Generate guaranteed recall, boost, bury, sorting, diversity, and similar candidates only when capability checks prove support.

Each candidate must include:

strategy_name: a readable strategy name.
console_config: trigger condition + rule action + field/value.
request_payload: a full payload including query.text, page_size, and page_number.
risk and the reason for the risk.

Step 6. Validate Candidates

Baseline and candidate runs must use the same application-id / dataset-id / scene-id / page-size. The only effective difference for the candidate is the --data payload.

Candidate command:

vs search run --application-id <app_id> --scene-id <scene_id> --dataset-id <dataset_id> \
  --query "<q>" --page-size 10 \
  --data '<full_request_payload_json>' \
  --json --output <session>/candidates/candidate-<q-slug>-<strategy-slug>.json

For each query x candidate, output:

strategy_name
console_config
request_payload
baseline_top10
candidate_top10
target_hit@10
bad_hit@10
first_target_rank
field_match@10
result_count_delta
decision_reason

Scores are only auxiliary.
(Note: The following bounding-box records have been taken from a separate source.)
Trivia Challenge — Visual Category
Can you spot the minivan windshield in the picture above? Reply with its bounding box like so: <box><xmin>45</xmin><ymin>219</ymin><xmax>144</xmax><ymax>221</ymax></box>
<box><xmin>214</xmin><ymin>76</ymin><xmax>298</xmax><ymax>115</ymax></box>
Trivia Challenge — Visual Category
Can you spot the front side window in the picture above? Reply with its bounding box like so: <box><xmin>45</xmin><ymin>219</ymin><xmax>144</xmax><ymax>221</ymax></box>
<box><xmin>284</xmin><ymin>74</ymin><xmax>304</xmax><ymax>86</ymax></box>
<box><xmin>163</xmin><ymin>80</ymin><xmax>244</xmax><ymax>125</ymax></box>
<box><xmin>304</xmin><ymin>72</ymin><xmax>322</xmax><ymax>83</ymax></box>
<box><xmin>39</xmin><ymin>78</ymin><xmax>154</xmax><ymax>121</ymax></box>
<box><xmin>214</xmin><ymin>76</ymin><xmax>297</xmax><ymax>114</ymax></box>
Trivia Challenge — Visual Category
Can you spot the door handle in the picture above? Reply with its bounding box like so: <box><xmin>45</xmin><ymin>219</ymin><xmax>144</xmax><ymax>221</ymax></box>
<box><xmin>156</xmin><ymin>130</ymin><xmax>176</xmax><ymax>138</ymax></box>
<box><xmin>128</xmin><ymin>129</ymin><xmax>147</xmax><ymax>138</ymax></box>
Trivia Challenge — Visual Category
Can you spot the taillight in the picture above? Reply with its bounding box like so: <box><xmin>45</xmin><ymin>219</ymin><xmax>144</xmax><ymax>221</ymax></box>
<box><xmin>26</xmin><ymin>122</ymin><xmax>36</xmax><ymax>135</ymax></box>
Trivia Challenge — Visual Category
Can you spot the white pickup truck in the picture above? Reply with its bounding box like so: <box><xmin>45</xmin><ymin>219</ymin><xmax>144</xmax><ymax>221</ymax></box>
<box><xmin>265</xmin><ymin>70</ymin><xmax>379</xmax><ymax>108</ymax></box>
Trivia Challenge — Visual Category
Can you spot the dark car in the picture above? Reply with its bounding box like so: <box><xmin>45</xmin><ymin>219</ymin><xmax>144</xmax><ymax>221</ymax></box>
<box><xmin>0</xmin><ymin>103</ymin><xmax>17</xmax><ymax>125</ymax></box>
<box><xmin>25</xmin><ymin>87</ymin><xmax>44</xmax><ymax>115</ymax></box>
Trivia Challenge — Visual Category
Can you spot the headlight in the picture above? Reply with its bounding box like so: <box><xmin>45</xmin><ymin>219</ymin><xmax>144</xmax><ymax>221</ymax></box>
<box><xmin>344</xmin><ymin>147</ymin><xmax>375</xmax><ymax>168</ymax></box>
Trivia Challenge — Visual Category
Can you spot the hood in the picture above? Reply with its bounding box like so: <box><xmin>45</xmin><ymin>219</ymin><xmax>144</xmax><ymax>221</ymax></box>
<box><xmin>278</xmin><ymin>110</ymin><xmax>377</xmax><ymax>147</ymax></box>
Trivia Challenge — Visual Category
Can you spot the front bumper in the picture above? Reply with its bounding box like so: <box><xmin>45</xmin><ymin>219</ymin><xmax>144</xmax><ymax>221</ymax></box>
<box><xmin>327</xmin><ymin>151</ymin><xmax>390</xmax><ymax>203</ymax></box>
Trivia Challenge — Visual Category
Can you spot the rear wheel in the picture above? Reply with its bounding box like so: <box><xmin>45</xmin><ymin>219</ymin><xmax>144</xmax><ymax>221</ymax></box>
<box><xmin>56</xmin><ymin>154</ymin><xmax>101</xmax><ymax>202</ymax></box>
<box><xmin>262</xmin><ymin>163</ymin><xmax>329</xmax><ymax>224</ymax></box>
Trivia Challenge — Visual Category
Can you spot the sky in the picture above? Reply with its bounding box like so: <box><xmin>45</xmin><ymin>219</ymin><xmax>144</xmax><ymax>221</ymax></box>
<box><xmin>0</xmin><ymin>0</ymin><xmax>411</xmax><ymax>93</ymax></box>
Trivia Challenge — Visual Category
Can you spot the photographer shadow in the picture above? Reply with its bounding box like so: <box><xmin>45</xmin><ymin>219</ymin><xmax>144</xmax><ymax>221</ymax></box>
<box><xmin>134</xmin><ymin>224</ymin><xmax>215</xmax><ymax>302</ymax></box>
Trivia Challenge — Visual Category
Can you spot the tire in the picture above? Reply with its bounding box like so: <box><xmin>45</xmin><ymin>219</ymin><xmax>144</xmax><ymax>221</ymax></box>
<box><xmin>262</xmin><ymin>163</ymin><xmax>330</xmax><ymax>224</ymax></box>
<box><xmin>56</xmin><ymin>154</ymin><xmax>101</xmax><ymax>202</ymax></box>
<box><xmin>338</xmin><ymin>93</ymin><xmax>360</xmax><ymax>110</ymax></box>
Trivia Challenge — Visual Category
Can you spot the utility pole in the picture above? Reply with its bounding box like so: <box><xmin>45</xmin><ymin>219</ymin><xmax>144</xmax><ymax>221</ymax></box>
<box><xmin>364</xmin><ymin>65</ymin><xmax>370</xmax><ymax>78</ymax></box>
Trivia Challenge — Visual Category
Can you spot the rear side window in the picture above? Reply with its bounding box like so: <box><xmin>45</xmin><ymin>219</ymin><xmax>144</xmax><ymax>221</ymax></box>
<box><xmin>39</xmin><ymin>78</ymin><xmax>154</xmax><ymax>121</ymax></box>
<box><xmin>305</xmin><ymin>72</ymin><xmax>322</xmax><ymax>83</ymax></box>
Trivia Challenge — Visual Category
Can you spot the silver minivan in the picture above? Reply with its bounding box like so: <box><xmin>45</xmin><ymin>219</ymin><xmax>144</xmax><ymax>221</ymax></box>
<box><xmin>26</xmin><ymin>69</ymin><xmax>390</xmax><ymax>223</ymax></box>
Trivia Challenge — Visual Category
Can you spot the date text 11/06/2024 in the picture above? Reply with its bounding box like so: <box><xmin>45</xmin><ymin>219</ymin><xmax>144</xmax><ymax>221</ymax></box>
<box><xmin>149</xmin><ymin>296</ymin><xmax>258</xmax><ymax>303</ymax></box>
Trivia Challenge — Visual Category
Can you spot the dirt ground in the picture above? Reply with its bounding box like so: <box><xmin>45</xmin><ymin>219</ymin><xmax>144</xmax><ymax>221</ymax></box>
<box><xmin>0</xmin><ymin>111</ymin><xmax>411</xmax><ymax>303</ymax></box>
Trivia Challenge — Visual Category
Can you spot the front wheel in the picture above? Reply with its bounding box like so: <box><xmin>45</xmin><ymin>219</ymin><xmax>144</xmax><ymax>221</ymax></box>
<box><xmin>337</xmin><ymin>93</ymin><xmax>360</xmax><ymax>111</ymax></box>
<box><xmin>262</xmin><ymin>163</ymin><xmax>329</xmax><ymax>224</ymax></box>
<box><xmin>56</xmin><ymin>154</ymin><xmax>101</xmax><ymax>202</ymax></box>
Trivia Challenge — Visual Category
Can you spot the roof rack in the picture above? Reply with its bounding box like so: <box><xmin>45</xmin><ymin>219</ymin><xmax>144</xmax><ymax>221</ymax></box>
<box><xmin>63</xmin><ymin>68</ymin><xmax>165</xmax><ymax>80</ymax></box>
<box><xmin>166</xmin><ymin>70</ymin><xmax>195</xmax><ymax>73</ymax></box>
If the baseline is already perfect, do not force a no-benefit rule recommendation; mark it as "optional guardrail: baseline already satisfies the requirement" or "not recommended for launch."
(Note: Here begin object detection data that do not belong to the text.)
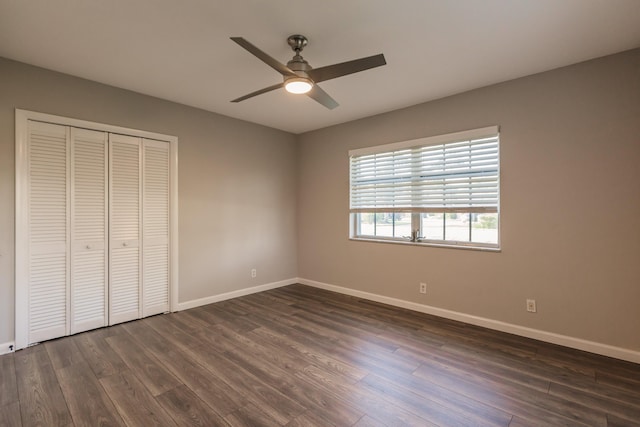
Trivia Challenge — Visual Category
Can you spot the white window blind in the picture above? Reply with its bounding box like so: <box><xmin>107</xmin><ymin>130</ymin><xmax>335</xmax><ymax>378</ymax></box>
<box><xmin>349</xmin><ymin>126</ymin><xmax>500</xmax><ymax>213</ymax></box>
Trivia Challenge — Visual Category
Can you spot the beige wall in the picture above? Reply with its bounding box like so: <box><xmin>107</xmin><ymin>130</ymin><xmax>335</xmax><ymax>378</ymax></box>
<box><xmin>298</xmin><ymin>49</ymin><xmax>640</xmax><ymax>351</ymax></box>
<box><xmin>0</xmin><ymin>58</ymin><xmax>297</xmax><ymax>343</ymax></box>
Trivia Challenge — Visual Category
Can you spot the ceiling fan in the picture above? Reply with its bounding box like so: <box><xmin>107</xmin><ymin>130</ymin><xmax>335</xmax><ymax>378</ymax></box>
<box><xmin>231</xmin><ymin>34</ymin><xmax>387</xmax><ymax>110</ymax></box>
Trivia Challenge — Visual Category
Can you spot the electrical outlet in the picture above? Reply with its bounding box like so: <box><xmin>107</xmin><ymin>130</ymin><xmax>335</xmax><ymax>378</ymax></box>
<box><xmin>527</xmin><ymin>299</ymin><xmax>538</xmax><ymax>313</ymax></box>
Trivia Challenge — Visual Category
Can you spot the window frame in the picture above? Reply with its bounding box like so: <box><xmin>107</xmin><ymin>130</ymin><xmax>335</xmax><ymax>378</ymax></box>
<box><xmin>349</xmin><ymin>126</ymin><xmax>501</xmax><ymax>251</ymax></box>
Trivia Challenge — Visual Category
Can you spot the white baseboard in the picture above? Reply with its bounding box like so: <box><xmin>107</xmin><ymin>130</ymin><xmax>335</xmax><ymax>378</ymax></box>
<box><xmin>0</xmin><ymin>341</ymin><xmax>16</xmax><ymax>356</ymax></box>
<box><xmin>297</xmin><ymin>278</ymin><xmax>640</xmax><ymax>363</ymax></box>
<box><xmin>178</xmin><ymin>278</ymin><xmax>298</xmax><ymax>311</ymax></box>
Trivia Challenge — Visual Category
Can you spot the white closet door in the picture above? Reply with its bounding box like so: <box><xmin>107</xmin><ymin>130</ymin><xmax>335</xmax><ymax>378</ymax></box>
<box><xmin>109</xmin><ymin>134</ymin><xmax>142</xmax><ymax>325</ymax></box>
<box><xmin>71</xmin><ymin>128</ymin><xmax>108</xmax><ymax>334</ymax></box>
<box><xmin>142</xmin><ymin>139</ymin><xmax>169</xmax><ymax>316</ymax></box>
<box><xmin>27</xmin><ymin>121</ymin><xmax>69</xmax><ymax>344</ymax></box>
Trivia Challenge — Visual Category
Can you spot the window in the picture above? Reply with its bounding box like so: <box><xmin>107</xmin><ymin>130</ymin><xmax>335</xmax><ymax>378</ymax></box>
<box><xmin>349</xmin><ymin>126</ymin><xmax>500</xmax><ymax>248</ymax></box>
Step 7. Report and Deliverables

The report's primary content is the fine-grained operations configuration sheet for the console:

Search Term (Trigger Condition)	Rule Action	Field / Parameter	Value	Risk Level	Recommended for Launch
Equals X	Filter item scope	category equals AND product_type equals	Light Sports; SHOE	Low	Yes
Equals Y	Filter item scope	product_id contains	123,456	Medium	Launch after business confirms product pool

The report must include:

Console configuration sheet: directly copyable.
Before/after evidence: Top10 titles, product IDs, reverse/category/gender/product_type, and metric changes.
Validated payload appendix: the raw request payload for each selected rule.
Out-of-stock / competitor-specific section: if there are no relevant fields or relevant queries, explain why no rule was generated.
Spillover and maintenance risk: exact-query triggers have low spillover; product_id whitelists require maintenance; campaign rules need time windows and expiration cleanup.

Also deliver:

cli-capabilities.json
candidate-evaluation.json
selected-strategies.json
replay.sh

replay.sh should rerun baseline, candidate, analysis, and report generation; do not use --resume-run-id.
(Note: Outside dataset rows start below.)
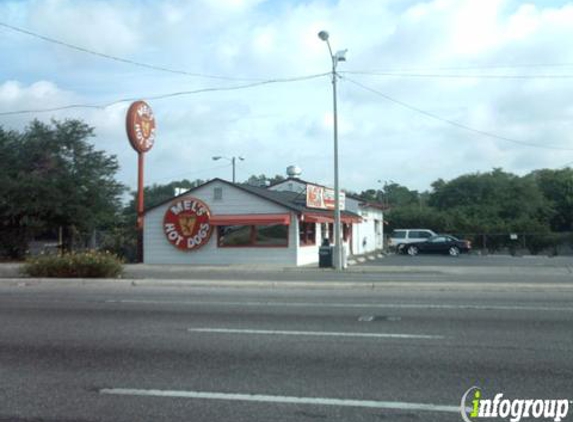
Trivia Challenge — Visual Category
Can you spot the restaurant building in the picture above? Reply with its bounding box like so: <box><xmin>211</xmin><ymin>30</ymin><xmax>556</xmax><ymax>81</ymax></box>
<box><xmin>143</xmin><ymin>177</ymin><xmax>384</xmax><ymax>266</ymax></box>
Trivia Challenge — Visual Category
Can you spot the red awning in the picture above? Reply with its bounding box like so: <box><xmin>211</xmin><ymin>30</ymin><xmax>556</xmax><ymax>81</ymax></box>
<box><xmin>302</xmin><ymin>212</ymin><xmax>362</xmax><ymax>224</ymax></box>
<box><xmin>302</xmin><ymin>212</ymin><xmax>334</xmax><ymax>223</ymax></box>
<box><xmin>340</xmin><ymin>215</ymin><xmax>362</xmax><ymax>224</ymax></box>
<box><xmin>209</xmin><ymin>213</ymin><xmax>290</xmax><ymax>226</ymax></box>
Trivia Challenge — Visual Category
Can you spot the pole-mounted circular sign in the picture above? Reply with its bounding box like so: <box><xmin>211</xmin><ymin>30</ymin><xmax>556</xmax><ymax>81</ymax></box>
<box><xmin>163</xmin><ymin>196</ymin><xmax>213</xmax><ymax>251</ymax></box>
<box><xmin>126</xmin><ymin>101</ymin><xmax>155</xmax><ymax>153</ymax></box>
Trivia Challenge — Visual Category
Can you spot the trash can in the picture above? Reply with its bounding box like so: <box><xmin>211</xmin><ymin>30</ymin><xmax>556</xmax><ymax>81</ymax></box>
<box><xmin>318</xmin><ymin>246</ymin><xmax>333</xmax><ymax>268</ymax></box>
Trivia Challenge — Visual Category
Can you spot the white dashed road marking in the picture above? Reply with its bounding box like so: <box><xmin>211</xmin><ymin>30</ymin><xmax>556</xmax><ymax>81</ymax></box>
<box><xmin>100</xmin><ymin>388</ymin><xmax>460</xmax><ymax>413</ymax></box>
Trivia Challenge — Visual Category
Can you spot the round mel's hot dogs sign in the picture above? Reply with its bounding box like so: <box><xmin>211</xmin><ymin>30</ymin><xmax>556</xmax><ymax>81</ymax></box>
<box><xmin>163</xmin><ymin>196</ymin><xmax>213</xmax><ymax>251</ymax></box>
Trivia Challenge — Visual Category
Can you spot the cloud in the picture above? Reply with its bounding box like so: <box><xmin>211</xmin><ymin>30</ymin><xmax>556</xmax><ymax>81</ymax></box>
<box><xmin>0</xmin><ymin>0</ymin><xmax>573</xmax><ymax>195</ymax></box>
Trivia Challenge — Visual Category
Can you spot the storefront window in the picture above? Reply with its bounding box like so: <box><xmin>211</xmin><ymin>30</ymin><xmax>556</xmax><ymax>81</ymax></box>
<box><xmin>255</xmin><ymin>224</ymin><xmax>288</xmax><ymax>246</ymax></box>
<box><xmin>218</xmin><ymin>226</ymin><xmax>253</xmax><ymax>247</ymax></box>
<box><xmin>299</xmin><ymin>222</ymin><xmax>316</xmax><ymax>246</ymax></box>
<box><xmin>217</xmin><ymin>224</ymin><xmax>288</xmax><ymax>248</ymax></box>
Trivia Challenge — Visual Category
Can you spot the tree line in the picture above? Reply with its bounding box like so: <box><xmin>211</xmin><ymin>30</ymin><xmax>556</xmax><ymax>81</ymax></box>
<box><xmin>0</xmin><ymin>120</ymin><xmax>573</xmax><ymax>259</ymax></box>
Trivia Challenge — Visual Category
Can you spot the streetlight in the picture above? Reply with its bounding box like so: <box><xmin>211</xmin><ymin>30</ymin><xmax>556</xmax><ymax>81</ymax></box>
<box><xmin>211</xmin><ymin>155</ymin><xmax>245</xmax><ymax>183</ymax></box>
<box><xmin>318</xmin><ymin>31</ymin><xmax>348</xmax><ymax>270</ymax></box>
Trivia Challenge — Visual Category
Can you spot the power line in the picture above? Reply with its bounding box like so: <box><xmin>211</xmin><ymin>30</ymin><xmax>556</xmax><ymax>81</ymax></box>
<box><xmin>346</xmin><ymin>62</ymin><xmax>573</xmax><ymax>73</ymax></box>
<box><xmin>0</xmin><ymin>22</ymin><xmax>260</xmax><ymax>81</ymax></box>
<box><xmin>147</xmin><ymin>163</ymin><xmax>232</xmax><ymax>183</ymax></box>
<box><xmin>0</xmin><ymin>72</ymin><xmax>330</xmax><ymax>116</ymax></box>
<box><xmin>339</xmin><ymin>70</ymin><xmax>573</xmax><ymax>79</ymax></box>
<box><xmin>340</xmin><ymin>76</ymin><xmax>573</xmax><ymax>151</ymax></box>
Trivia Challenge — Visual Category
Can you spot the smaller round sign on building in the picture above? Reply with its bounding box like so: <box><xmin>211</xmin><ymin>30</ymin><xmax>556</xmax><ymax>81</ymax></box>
<box><xmin>163</xmin><ymin>196</ymin><xmax>213</xmax><ymax>251</ymax></box>
<box><xmin>126</xmin><ymin>101</ymin><xmax>155</xmax><ymax>153</ymax></box>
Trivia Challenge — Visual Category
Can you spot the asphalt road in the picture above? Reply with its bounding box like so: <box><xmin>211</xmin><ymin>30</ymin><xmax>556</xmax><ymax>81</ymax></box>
<box><xmin>0</xmin><ymin>283</ymin><xmax>573</xmax><ymax>422</ymax></box>
<box><xmin>358</xmin><ymin>253</ymin><xmax>573</xmax><ymax>268</ymax></box>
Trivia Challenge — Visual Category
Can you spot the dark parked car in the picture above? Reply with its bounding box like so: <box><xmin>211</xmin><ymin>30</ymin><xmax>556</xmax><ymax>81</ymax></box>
<box><xmin>403</xmin><ymin>234</ymin><xmax>471</xmax><ymax>256</ymax></box>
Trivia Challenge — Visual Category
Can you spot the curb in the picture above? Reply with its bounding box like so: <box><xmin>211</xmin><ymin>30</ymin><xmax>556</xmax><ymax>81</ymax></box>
<box><xmin>4</xmin><ymin>278</ymin><xmax>573</xmax><ymax>292</ymax></box>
7. Default Execution Summary

Lock a read-only baseline scene -> collect app/dataset/scene/capabilities -> use probes to confirm --output, --data, and filter DSL -> save real queries and validate them -> run baseline Top10 -> infer failure modes -> generate only fine-grained operations candidates supported by capabilities -> validate before/after with full --data payloads -> select the best options and label risks -> output the console configuration sheet, payloads, evidence, and replay script.